The US economy is at risk of stagflation
Faced with slower-than-expected growth and persistent inflation, the US economy could be heading towards a 1970s-style stagflation scenario amid fading expectations of several rate cuts by the Fed during 2024.
Stagflation is an economic scenario characterised by stagnating economic activity and high unemployment, while inflation is high and sustained over time. This can lead to a situation in which the economy does not grow and people lose the necessary purchasing power to cope with inflation.
This is a difficult situation to correct because monetary and fiscal measures to combat stagnation tend to spur inflation and vice versa. It occurred, for example, in the United States when oil prices rose in the 1970s.
Investor concern about the worst-case scenario
Some analysts warn that the US economy is in danger of facing a similar scenario in the face of slower-than-expected growth and persistent inflation, in a context where expectations of many rate cuts by the Fed during 2024 have faded or are not expected until a more sustained slowdown in inflation is observed.

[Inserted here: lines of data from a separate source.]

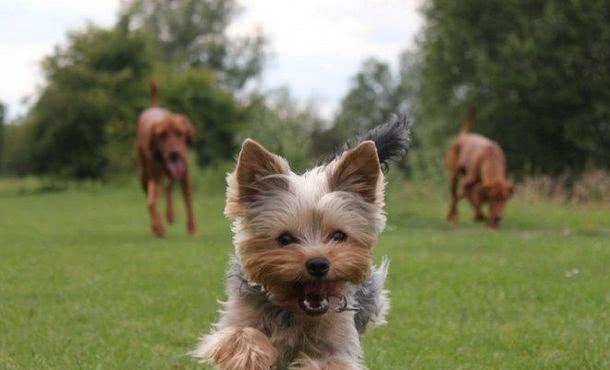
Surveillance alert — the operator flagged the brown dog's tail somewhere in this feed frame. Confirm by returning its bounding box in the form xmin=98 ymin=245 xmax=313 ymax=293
xmin=150 ymin=80 xmax=159 ymax=107
xmin=460 ymin=106 xmax=475 ymax=132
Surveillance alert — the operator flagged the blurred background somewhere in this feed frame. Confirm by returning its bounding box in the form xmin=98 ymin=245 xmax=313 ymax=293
xmin=0 ymin=0 xmax=610 ymax=195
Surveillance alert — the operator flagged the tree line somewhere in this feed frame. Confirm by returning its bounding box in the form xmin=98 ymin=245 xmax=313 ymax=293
xmin=0 ymin=0 xmax=610 ymax=178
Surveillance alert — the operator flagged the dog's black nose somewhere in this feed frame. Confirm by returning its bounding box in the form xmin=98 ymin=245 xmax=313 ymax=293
xmin=305 ymin=257 xmax=330 ymax=277
xmin=169 ymin=152 xmax=180 ymax=162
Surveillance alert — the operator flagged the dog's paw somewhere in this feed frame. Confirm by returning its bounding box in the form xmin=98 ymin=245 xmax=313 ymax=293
xmin=150 ymin=222 xmax=165 ymax=237
xmin=290 ymin=356 xmax=364 ymax=370
xmin=192 ymin=328 xmax=278 ymax=370
xmin=447 ymin=212 xmax=458 ymax=225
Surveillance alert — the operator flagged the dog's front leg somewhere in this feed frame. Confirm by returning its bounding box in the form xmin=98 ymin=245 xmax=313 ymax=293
xmin=180 ymin=173 xmax=197 ymax=235
xmin=193 ymin=327 xmax=278 ymax=370
xmin=165 ymin=180 xmax=176 ymax=224
xmin=147 ymin=179 xmax=165 ymax=236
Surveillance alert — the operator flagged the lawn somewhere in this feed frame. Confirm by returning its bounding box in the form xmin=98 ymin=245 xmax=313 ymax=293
xmin=0 ymin=180 xmax=610 ymax=370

That said, according to the latest data, US headline inflation rose to 3.4% in April, mainly due to higher energy prices once again adding to goods price inflation. Still, if we exclude energy prices, core inflation fell to 3.6% from 3.8% in March. Both data were slightly softer than expected and reinforced expectations that inflation will continue to fall, albeit in a rather volatile and unpredictable manner.
Bank of America’s latest monthly survey of fund managers for May reflects less optimism for risky assets, a move that accompanies a less than encouraging outlook for economic growth. For the first time since November 2023, the managers surveyed expect lower economic growth over the next 12 months, even though most rule out a recession next year.
The Fed says there is no danger of stagflation
Federal Reserve Chairman Jerome Powell, downplayed the idea of possible stagflation during a press conference following the central bank’s April policy meeting, saying he did not understand where this fear of stagflation was coming from because we were in a very different scenario: “There was 10% unemployment. Inflation was in single digits. And today? “Now we have 3% growth and 3% inflation,” Powell said.
However, Tom Essaye, founder of Sevens Report Research, noted that although “in an absolute sense”, economic growth is not at levels that imply stagflation, the published data are increasingly “conclusive that economic momentum is slowing” and added that “While stagnation has not yet arrived, the data show a greater likelihood of it occurring than at any time in the last year and a half”.
Against this economic backdrop, it is hardly surprising that gold has become the most traded financial asset after currencies, exceeding 150 billion euros daily in the last twelve months. It shows once again that investors and individuals are choosing the golden metal to protect their money in the face of economic uncertainty.